Gunn paused, rock in hand, listening. Silence still reigned, but they couldn't have gotten very far. Not without making more noise. Sure, Becky could keep them in line, but only for so long. Especially the twins. Chase and Doyle Angel were as feisty as their Slayer mother…and as loud…and as violent. In fact, a squabble was probably going to erupt very soon over the missing dagger. Both little boys had their father's love of swords…they just weren't big enough to swing them yet.
"Give!" someone squeaked with pipsqueak rage, only slightly muffled by the basement door.
Gunn was across the lobby and had the door open in four long strides. Two little three-year-old boys with dark brown hair and eyes were tussling over the still-sheathed (thankfully!) dagger. Gunn quickly relieved them of it, holding it well above their heads. Both turned to glare at him with identical expressions of miniature fury. He wasn't quite sure which was which, though he vaguely remembered Chase had an obsession with Superman and the one on the right was wearing Superman underwear (the kids also took after Faith in their feelings about clothes…the less, the better). "This ain't a toy," he said, shaking it in their faces. The one on the left in the Barney the dinosaur underwear made a grab for it and missed…barely. Gunn groaned inwardly. Child of a vampire and a Slayer—he was gonna be out-classed by these squirts before they made it to preschool.
"Chase! Doyle!" The way Faith said the second name was just somehow much more threatening. A full-grown vamp probably would have been shaking in his shoes, but the kid in the Barney underpants just giggled and slipped past Gunn, high-tailing it to who knows where. As his attention was trying to keep up with the escapee, Superman got away too. He gave up and tossed both knife and rock to the dark-haired Slayer when she hit the bottom of the staircase. She looked down at them and sighed, "Which way did they go?"
Gunn shrugged and pointed, "I can't keep track of them. We're missing a crossbow and an ax too, if you see them."
She rolled her eyes. "Wanna help me look?" The pout she put on was enough to make a grown man drool, but Gunn shook his head and sat back down.
"Not my kids." As he turned back to "Garfield", he wondered, how'd the crew and I get so far away from one another…again?
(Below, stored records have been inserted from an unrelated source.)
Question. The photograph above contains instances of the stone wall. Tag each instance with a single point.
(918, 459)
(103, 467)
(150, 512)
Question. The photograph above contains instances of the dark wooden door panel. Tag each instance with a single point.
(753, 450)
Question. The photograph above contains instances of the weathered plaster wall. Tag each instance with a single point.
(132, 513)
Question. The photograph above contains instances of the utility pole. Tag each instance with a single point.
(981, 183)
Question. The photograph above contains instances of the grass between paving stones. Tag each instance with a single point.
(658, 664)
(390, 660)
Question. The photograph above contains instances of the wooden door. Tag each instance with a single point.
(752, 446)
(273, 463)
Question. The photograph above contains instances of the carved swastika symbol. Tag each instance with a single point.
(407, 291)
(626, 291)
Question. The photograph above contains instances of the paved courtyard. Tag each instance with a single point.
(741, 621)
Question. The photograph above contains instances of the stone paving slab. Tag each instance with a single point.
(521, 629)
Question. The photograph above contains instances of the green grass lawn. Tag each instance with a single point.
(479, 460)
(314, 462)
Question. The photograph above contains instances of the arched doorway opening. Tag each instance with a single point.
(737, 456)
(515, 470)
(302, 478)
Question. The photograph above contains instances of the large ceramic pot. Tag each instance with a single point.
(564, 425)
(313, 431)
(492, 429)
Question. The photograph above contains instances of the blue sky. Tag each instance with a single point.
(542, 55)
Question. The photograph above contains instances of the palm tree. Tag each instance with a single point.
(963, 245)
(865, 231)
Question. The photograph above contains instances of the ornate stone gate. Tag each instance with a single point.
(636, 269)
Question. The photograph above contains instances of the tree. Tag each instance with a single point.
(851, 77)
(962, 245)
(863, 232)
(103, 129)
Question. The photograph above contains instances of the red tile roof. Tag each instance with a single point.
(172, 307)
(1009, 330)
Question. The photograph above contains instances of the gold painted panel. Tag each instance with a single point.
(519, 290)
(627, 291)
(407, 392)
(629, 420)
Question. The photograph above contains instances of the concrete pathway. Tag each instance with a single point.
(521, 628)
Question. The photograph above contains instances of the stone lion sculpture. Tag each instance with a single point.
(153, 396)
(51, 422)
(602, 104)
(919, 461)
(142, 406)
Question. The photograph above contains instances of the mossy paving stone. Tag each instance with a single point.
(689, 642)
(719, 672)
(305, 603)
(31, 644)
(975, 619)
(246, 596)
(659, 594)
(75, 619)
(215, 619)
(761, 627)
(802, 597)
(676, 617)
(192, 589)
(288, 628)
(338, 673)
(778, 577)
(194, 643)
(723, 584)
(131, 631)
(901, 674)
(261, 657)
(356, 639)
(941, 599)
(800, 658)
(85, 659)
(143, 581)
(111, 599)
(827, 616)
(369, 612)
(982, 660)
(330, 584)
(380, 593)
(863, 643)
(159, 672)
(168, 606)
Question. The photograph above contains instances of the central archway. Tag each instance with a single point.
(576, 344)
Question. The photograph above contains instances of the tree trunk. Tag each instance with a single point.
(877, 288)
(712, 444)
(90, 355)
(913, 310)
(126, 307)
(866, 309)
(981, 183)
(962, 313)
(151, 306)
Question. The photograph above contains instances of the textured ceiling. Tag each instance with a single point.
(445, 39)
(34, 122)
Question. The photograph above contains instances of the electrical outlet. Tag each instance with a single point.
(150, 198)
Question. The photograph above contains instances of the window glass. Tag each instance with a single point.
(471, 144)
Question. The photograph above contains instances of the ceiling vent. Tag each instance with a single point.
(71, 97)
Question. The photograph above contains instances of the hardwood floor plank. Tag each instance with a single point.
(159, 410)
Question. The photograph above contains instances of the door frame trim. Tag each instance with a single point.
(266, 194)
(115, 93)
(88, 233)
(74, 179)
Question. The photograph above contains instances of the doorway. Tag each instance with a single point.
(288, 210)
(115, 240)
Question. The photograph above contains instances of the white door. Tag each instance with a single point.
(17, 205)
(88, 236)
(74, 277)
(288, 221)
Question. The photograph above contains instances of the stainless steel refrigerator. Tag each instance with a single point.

It wasn't like they didn't do the same old Angel, Inc. monster-hunting, helping the helpless bit, but it was different now. Rooting out and dusting a nest of vamps had to wait an hour now, so Wes (and Fred, if it was one of her months to control the body) could go to Sophia's open house at elementary school. And customers now had to navigate their way around kiddy toys when they came to the hotel. The Hyperion looked more like a daycare now anyway. He sighed again. Today didn't seem like the kind of day to think too hard. Besides, Garfield was up to some conniving scheme.